RE: https://mas.to/@gabrielesvelto/116171755938331430

It is amazing that computers work at all.

One of my favorite research papers along these lines is "When the CRC and TCP checksum disagree": https://dl.acm.org/doi/10.1145/347059.347561

By looking at cases where the Ethernet CRC indicated no error, but the TCP checksum was invalid, the authors found a whole host of bugs in networking hardware, such as faulty DMA engines and buggy router memory.

Hardware data corruption is everywhere!

(There are no doubt newer studies, I'm just personally acquainted with one of the authors.)

@markgritter this should also work for PCI Express, for same reasons

@markgritter When I worked at Google, the most amazing thing to me was learning that the special sauce that made Google work behind-the-scenes is that at every level of their service design, from frontend to storage... They assume every component can fail. The result is multiple layers of failover handler, possibly dozens to hundreds of them depending on the nature of the operation. And it turns out when you do that, you end up with a system that can work without huge chunks of what other systems might consider "core" and thats okay.

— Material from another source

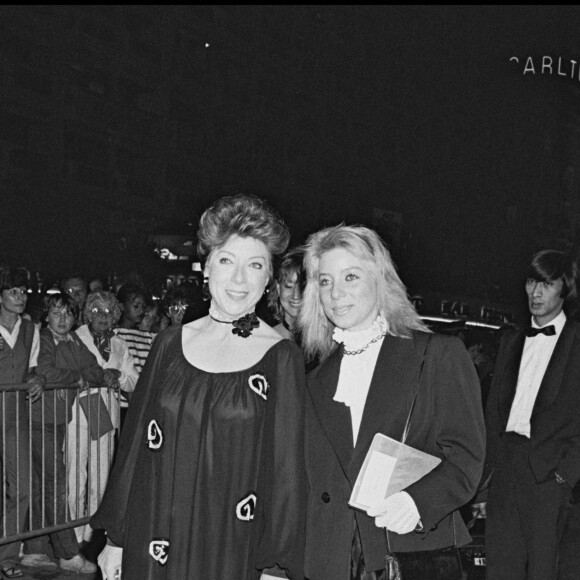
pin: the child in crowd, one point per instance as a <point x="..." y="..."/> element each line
<point x="63" y="359"/>
<point x="152" y="318"/>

Why did they do it? Because while other companies were trying to solve search with hardware bought from SGI, Larry and Sergey started from no-money and rolled their own machines. Machines that looked like this.

Note the sagging plywood backboards for the rack units.

Google's founders couldn't afford better hardware, so they had to build software that would run on bullshit that sucked. And the rest is history.

@markgritter TIL 10% of Firefox crashes are due to bit flips. 🤯